A little more than half of Elephant Butte water releases go to New Mexico users; the balance is used in Texas. A federal lawsuit is underway to determine the ownership of the water supply of the Rio Grande below Elephant Butte Dam. The U.S. Bureau of Reclamation claims ownership of water below the dam, subject to the interests of the irrigation districts in Texas and New Mexico, and subject to the rights of the farmers who have put water to beneficial use. Under an international treaty, Mexico is entitled to 60,000 acre-feet annually, except during times of extraordinary drought.
"The Rio Grande Compact must be kept intact because without it all uses of water along the river will suffer," says Tom Turney, New Mexico's state engineer. Though it is sometimes criticized, Turney believes the Rio Grande Compact is workable, because it divides available water on a sliding scale between Colorado, Texas and New Mexico. This is superior to the Pecos Compact, which requires a set formulated proportion of the supply to go to Texas regardless of conditions, he says.

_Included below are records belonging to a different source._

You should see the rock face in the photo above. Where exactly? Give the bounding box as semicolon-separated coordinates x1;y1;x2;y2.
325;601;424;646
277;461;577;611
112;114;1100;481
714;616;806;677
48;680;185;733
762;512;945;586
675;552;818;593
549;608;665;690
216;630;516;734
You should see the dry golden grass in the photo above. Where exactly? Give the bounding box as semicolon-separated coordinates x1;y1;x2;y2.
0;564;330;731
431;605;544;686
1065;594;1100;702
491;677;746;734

In addition to farmers, city planners and wildlife advocates are concerned about water quality. "To improve it, you dilute the water," Esslinger says. Year-round flows in the Rio Grande would enhance the quality available for both drinking water and wildlife watering, he says.
Burgeoning population growth in southern New Mexico and the border region has regional municipalities eyeing EBID as a possible source of drinking water. Kevin Bixby, director of the Southwest Environmental Center, estimates that all the water from the Elephant Butte reservoir could be required to support downriver households of 4.4 million people at conservative use levels in an area, including Juarez, that is projected to have a population of 6 million in 2025.

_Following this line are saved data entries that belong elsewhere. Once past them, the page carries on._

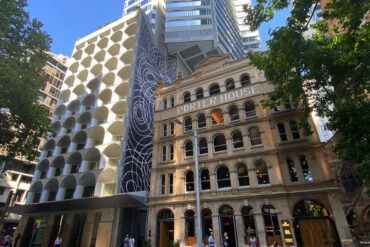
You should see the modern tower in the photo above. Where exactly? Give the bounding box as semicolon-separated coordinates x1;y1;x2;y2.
12;11;176;247
123;0;246;74
233;0;263;54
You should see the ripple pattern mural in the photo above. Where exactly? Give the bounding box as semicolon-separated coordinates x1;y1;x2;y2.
121;15;176;192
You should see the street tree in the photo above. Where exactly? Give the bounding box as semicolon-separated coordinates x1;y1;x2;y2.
0;0;52;167
244;0;370;188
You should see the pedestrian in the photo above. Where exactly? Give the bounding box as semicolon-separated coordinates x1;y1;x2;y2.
271;241;279;247
208;230;216;247
123;234;130;247
249;236;257;247
54;235;62;247
3;234;11;247
223;232;229;247
129;235;135;247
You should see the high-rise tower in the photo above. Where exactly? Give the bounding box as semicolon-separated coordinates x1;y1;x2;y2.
234;0;263;55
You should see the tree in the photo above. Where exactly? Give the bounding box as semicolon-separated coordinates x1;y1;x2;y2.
244;0;370;188
0;0;52;166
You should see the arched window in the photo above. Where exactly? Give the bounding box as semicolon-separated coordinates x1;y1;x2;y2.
286;157;298;182
217;166;231;188
241;206;257;242
237;163;250;186
196;88;204;99
197;114;206;128
162;124;167;137
185;141;193;157
240;74;251;86
229;105;240;121
200;169;210;190
198;138;208;155
244;101;256;118
185;171;194;192
185;210;195;242
209;84;220;95
170;97;175;107
161;146;166;162
211;109;224;125
184;117;192;131
232;131;244;149
183;91;191;103
248;127;262;146
213;134;227;152
169;122;175;135
160;174;165;195
225;79;235;90
163;99;167;110
262;205;281;242
255;160;269;185
289;121;300;139
168;173;173;194
299;155;313;181
277;123;288;141
169;144;174;160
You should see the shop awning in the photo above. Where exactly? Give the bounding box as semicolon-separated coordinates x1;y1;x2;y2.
10;193;146;214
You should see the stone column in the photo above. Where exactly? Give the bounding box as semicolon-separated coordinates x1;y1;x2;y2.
32;170;41;181
94;182;103;196
47;167;56;178
68;142;77;153
248;168;257;187
99;157;106;169
229;171;238;190
53;146;61;156
226;137;233;155
56;188;66;201
210;172;217;192
25;192;34;204
254;213;267;247
80;160;89;172
212;215;222;247
63;164;72;175
174;208;184;247
235;213;246;246
207;141;214;159
328;193;354;247
40;190;49;202
74;185;84;199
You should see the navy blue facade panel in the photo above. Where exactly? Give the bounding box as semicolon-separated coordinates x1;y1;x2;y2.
121;15;176;192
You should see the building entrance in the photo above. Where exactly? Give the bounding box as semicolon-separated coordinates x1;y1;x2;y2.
157;209;174;247
293;200;341;247
219;205;237;247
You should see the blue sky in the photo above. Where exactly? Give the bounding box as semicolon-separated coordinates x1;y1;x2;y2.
26;0;290;57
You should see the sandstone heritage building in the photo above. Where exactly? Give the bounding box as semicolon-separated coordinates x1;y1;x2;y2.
149;55;354;247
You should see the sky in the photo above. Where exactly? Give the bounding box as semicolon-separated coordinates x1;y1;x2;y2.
26;0;291;57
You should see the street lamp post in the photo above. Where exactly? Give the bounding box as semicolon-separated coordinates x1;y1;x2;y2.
174;119;202;247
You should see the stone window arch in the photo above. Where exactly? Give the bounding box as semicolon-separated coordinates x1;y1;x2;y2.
216;166;231;189
254;160;270;185
240;74;251;86
213;134;227;152
185;170;195;192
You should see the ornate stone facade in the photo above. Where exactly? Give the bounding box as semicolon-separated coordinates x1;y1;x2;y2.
149;55;354;247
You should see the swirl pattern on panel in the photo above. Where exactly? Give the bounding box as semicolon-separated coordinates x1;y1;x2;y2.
121;16;176;192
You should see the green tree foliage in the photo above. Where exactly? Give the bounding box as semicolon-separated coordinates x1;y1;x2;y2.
244;0;370;187
0;0;52;165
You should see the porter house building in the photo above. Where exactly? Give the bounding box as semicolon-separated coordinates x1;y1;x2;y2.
149;55;353;247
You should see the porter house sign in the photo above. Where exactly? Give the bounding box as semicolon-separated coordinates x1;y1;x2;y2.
177;84;260;114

At the same time, Bixby is considering action to assure that operations in the district comply with requirements of the Endangered Species Act, which may or may not lead to year-round flows of the river.
Records show that consistent year-round flows of the Rio Grande were not pre-dam realities, Hernandez says. "It should be noted that the Rio Grande in the Mesilla Valley is not now the habitat of any listed endangered species."
Year-round flows to maintain water quality make a more compelling argument, Hernandez says. "Water leaving Elephant Butte Dam has dissolved solids of almost 500 parts per million, an acceptable salinity level. During the winter period, without irrigation releases, the dissolved solids in water at the International Dam may reach 1,400 to 1,600 parts per million, making the river too salty to be used as a potable supply in winter."
Las Cruces now gets all of its drinking water from underground wells. However, the city owns farmland 2.5 miles south of Mesilla Dam and has considered the possibility of building a surface water treatment plant within the next 15 years.
Frost says water treatment could be enormously expensive, making it worthwhile to look into methods to minimize saline degradation. Substantial degradation in quality occurs at the point where drains discharge into the river. The many potential sources of salinity between the dam and Texas have never been fully explored, he says, leaving open the possibility of finding means of preventing some of the water supply degradation.
Again, Frost says, technology holds the key to giving the Rio Grande a chance to continue to give to agriculture and to everyone in the valley for generations to come.